To get the commanders and fighters in the field on board, several Taliban officials say they will explain in a widespread propaganda effort that the negotiations will not only be between the insurgency and the Americans, and perhaps even the Karzai regime, but among all Afghans, including their former foes in the Northern Alliance militia grouping, the anti-Taliban union that is largely composed of ethnic minorities. These officials say Karzai’s representatives have told them that any talks between Kabul and the insurgency can only include the Taliban and the government’s High Peace Council, the organization Karzai appointed to make contact and negotiate with the rebels, and not other Afghans. That, these insurgent officials say, is unacceptable. “We want to talk to everyone in Afghanistan, including the Northern Alliance and representatives of all ethnic groups,” says the Quetta council member.

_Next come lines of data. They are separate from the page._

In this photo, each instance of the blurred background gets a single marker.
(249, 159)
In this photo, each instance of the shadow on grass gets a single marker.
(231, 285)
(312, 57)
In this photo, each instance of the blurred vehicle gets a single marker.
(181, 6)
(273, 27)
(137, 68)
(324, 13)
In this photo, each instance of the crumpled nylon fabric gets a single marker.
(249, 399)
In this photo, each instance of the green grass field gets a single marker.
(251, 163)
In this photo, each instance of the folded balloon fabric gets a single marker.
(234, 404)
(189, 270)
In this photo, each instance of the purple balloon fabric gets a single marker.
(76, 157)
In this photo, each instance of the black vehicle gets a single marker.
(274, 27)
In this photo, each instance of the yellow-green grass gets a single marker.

Another reason the insurgency is pursuing the talks is that it does not want to remain a pariah, an outcast from the international community as it was when Mullah Mohammed Omar was in power until late 2001. With a Qatar office, the Taliban hope that it will be able to more easily reach out not only to the U.S. and Afghans but to other nations in the Gulf, in Europe, and even to former foes such as Iran and Russia. “The Taliban does not want to lose the opportunity to improve relations with the international community,” says Zabihullah. “We can’t afford to be isolated once again.” “Once we have the Qatar office, it also will be easier for important countries to approach us,” he adds.

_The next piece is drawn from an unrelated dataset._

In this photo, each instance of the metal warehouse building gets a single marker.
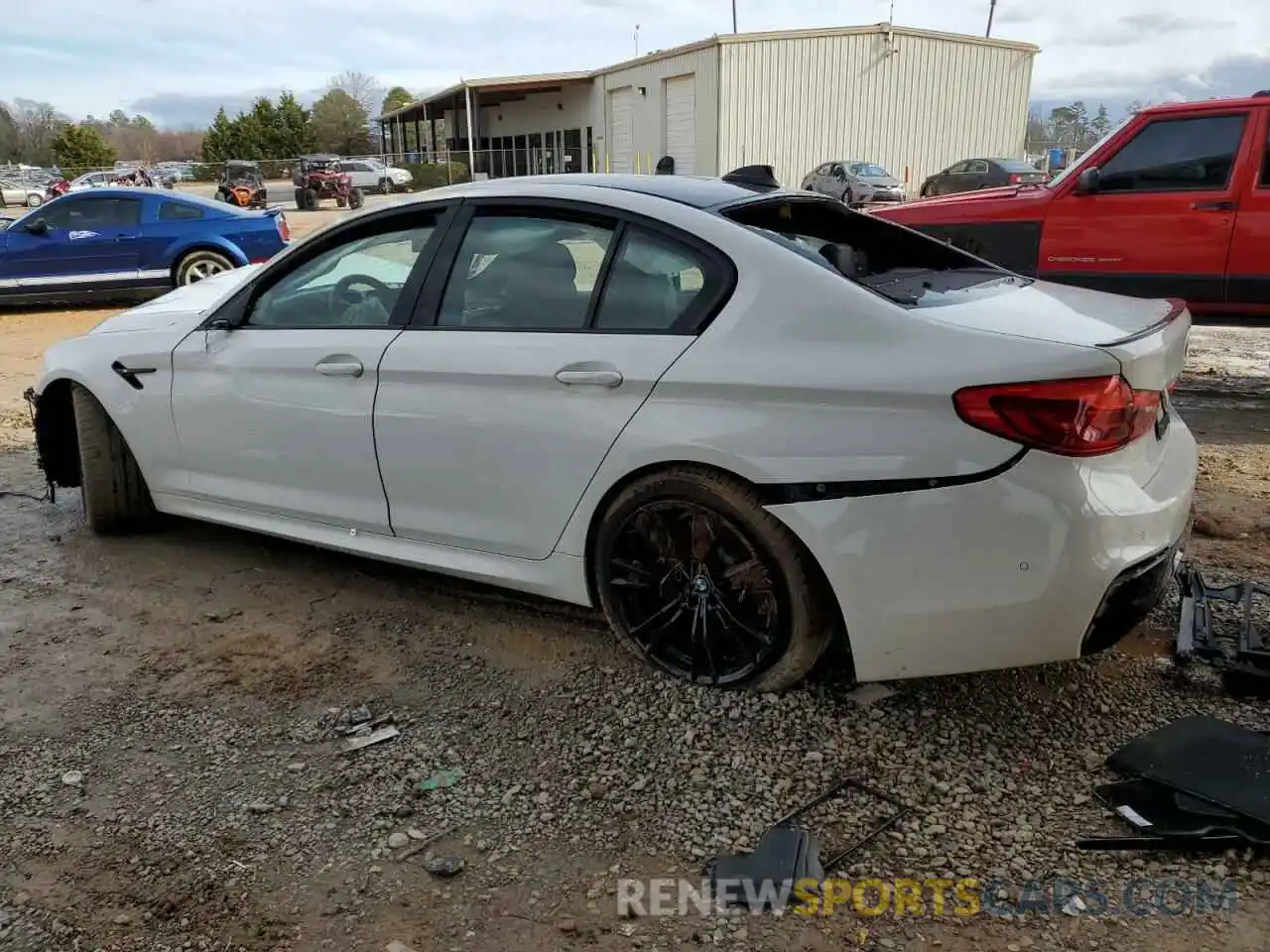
(910, 99)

Of course, all this apparent new momentum toward renewed talks could once again founder on the same obstacle that broke up the previous preliminary discussions with the U.S.: the issue of prisoner releases. A key Taliban demand was and seems to remain the release from the U.S. lockup in Guantánamo Bay, Cuba, of a handful of Mullah Omar’s top commanders, including his former army chief, Mullah Fazl Akhund. Washington failed to deliver on that key demand last year, and even a reelected President Obama may find it no easier to facilitate the release of these commanders who have the blood of innocents on their hands, according to many members of Congress who would have to approve the deal.
But at least the Taliban are setting up an infrastructure in Qatar to receive the prisoners if they are released. If the men are freed, they will live in Qatar under the Qatari government’s guarantee that they not be involved in any military activities and that they will help facilitate the peace process. Those restrictions may not be acceptable to the Taliban, who would prefer to see the prisoners back in the field commanding their fighters once again.
While this new momentum towards a renewal of negotiations seems positive, the road to any Afghan peace clearly is going to be very long and rocky.